The USGA has a blueprint for setting up their major courses — long rough, hard greens, fast conditions. Make the players play defensively. Par is good, make enough while avoiding the disasters and you can win.
But a course like Shinnecock Hills, sitting exposed to winds from the ocean and a bay, already plays hard, fast and windy, then was lengthened to accommodate the game’s best shot bombers. The USGA didn’t need to influence the ground — they didn’t have to on Thursday, the event’s opening day when 20 mph winds sent the average score up to six-over par, and nobody complained.
But when players hit shots from where they were supposed to, to places they were supposed to, and got penalized, nearly everybody complained.
“We’re out to protect par,” is the USGA’s rally cry, but it’s about 20 years behind the times. Players are too talented and athletic now to be held back by course conditions that don’t compare to a windy day on the moon.

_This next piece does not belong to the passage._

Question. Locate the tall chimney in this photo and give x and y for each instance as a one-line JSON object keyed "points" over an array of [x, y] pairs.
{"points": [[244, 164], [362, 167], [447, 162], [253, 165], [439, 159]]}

On championship Sunday the USGA let the course play as it should — all but admitting they blew it on Saturday — and while six guys still ballooned to a 77 or more, 15 of the 67 cut survivors broke par, including Tommy Fleetwood’s record-tying 63.
Next year the Open returns to a golf world gem, Pebble Beach. Aside from putting a hole on a rock in the ocean, it’s going to be hard to screw up that golf cathedral. But I bet some players will still take the Lord’s name in vain …
… One last golf bit: I guess you saw or heard about Phil Mickelson’s attempt to make Shinnecock play a little easier: hit the ball again before it rolls off a green, or into a bunker, or under Tiger Woods’ yacht.
Obviously you can’t do that, but ol’ Lefty used the rule as written a hundred years ago — take two penalty strokes and be on your way — did something never done or seen before in a tournament like that. So of course, the stuffed collared shirts of the USGA, and the sewer-dwellers of Twitter, got in an uproar. “That cheater destroyed the spirit of the game!”
Really, there’s a hard-and-fast spirit to a game where you whack a dimpled ball with a crazy looking stick into a hole far, far away? Phil, a decorated golf champion and eventual Hall of Fame member was out of contention by the 13th hole on Saturday, and out of his wits. Rather than watch the ball roll over 80 feet away into an impossible lie, and feel foolish, he ran up and knocked the ball back toward the hole — and looked foolish.
He took his penalty, and a 10 on the par-4 hole, and went on his way, but not before being told how wrong he was and what the true penalty should be.
He should be disqualified. Ban him from the Tour for three months. Don’t let him in next year’s U.S. Open.
(That last one’s kind of rough. He’s from California. Pebble Beach is right there on the Monterrey Peninsula.)
He was nine shots out of the lead when it happened — I’m convinced he wouldn’t have done it if he thought he could still win — and it’s not like he went right behind the hole and rebounded it into the cup.
This can be let go. His penalty will be the damage inflicted upon his image.
He just better not do it if I see him in the field on a Monday at Celebration.